Est-ce à dire que la politique du Sénégal en termes d’assistance aux Sénégalais de l’extérieur est inefficace ?

Le terme ministère des Sénégalais extérieur est caduc. Nous, nous parlons de migrations internationales.Aujourd’hui, il faut prendre la migration dans toute sa diversité et dans toutes ses problématiques qui dévoilent des enjeux de paix, de sécurité et de dignité humaine. Si on comprend bien, ce ministère ne prend pas en compte les Sénégalais qui meurent dans le désert ou dans la Méditerranée. Nous, nous parlons de migrations internationales dans toute sa complexité et sa diversité. Regardez ce qui s’est passé avec le Hadj et l’Etat est incapable de nous dire avec exactitude combien de Sénégalais ont péri dans ce drame. Qu’est-ce que le ministère des Sénégalais de l’extérieur a fait pour les Sénégalais qui ont été tués en Europe ? Il n’y a jamais eu de suites dans ces affaires de meurtres, excepté des déclarations intempestives et contradictoires. Il y a eu tour une cacophonie.
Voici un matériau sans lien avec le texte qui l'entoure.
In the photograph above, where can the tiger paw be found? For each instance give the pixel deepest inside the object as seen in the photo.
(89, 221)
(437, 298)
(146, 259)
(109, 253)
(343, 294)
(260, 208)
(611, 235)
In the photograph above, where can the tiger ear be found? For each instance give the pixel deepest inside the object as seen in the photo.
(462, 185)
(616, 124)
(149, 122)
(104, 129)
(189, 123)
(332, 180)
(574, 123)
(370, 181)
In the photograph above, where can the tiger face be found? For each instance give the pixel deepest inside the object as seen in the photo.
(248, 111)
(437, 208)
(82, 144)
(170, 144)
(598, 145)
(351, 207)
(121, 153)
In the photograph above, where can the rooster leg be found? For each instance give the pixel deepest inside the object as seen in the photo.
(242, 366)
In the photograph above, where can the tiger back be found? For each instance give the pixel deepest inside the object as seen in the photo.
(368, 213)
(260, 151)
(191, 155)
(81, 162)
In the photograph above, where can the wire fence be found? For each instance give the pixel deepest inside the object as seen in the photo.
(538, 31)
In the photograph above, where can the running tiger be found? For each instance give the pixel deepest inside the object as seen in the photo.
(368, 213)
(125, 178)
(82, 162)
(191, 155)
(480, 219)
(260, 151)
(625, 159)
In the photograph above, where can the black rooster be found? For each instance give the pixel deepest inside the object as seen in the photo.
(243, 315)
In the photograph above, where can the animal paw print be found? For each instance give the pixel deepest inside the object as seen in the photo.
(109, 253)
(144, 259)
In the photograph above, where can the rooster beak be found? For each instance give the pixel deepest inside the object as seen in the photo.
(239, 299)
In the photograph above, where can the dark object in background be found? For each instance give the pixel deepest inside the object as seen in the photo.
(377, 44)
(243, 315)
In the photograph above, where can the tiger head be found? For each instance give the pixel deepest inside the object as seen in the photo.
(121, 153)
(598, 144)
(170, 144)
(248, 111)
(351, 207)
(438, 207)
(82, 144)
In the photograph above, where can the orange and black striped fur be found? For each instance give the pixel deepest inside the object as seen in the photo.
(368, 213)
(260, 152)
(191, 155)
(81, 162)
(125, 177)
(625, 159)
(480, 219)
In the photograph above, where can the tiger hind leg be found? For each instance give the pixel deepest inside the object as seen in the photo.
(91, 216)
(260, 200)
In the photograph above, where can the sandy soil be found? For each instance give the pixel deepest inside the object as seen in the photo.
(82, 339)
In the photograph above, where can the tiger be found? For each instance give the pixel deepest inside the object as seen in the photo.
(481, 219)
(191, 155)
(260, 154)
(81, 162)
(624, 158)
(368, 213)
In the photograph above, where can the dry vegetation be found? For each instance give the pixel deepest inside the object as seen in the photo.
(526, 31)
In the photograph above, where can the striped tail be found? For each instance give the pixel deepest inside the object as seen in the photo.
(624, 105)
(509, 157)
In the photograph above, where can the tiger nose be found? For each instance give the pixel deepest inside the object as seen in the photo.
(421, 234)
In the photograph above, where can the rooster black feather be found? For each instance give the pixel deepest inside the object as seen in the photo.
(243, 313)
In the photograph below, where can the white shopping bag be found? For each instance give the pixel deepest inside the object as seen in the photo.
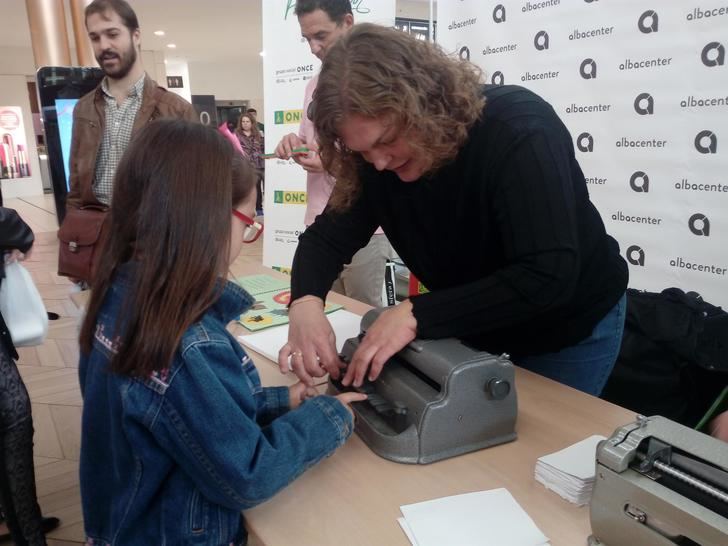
(22, 307)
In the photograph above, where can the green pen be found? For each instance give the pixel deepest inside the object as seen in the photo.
(295, 151)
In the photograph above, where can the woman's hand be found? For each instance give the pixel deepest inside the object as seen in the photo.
(311, 162)
(390, 333)
(299, 392)
(311, 348)
(287, 144)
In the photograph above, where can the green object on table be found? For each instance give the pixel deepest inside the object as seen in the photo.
(271, 302)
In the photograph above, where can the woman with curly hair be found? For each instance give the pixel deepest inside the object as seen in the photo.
(480, 193)
(252, 143)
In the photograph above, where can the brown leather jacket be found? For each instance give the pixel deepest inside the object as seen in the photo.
(88, 129)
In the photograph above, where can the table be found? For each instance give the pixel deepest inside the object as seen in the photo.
(353, 498)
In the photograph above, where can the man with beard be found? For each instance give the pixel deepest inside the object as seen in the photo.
(322, 23)
(105, 120)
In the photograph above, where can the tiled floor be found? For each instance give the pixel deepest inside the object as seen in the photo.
(49, 372)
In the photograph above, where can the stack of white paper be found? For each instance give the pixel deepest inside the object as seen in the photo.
(570, 472)
(473, 519)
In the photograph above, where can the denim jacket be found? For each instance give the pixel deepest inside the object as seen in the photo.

Aujourd’hui, le secrétariat est supprimé et il a été remplacé par une direction. Mais qu’est-ce qu’une direction peut faire pour les Sénégalais de l’extérieur. On aurait souhaité  une vision beaucoup plus innovante. Il faudrait mettre des orientations stratégiques pour faire de la migration le moteur de l’économie du Sénégal. Le Sénégal est très riche en termes de diversité culturelle et tout ceci aurait pu être mis en œuvre dans le cadre de la migration. Le Sénégal a plus de 42% du taux de migrations intra africaines parce que c’est un pays qui attire par sa stabilité. C’est dans ce sens que nous avions proposé au chef de l’Etat de mettre sur place à défaut d’un ministère autonome, une agence chargée des migrations internationales.

Qu’est-il advenu de ses propositions ?

Elles sont restées en l’état. Le directeur des Sénégalais de l’extérieur met sur les nerfs tous les Sénégalais de l’extérieur. Ses déclarations sont uniquement politiques alors que l’immigration est un fait social. Nous n’accusons personne mais il faut une démarche inclusive pour qu’ensemble nous trouvions des solutions. Ladiplomatie étatique a échoué dans le dossier de la migration. Il faudrait élaborer une diplomatie spécifique aux questions migratoires.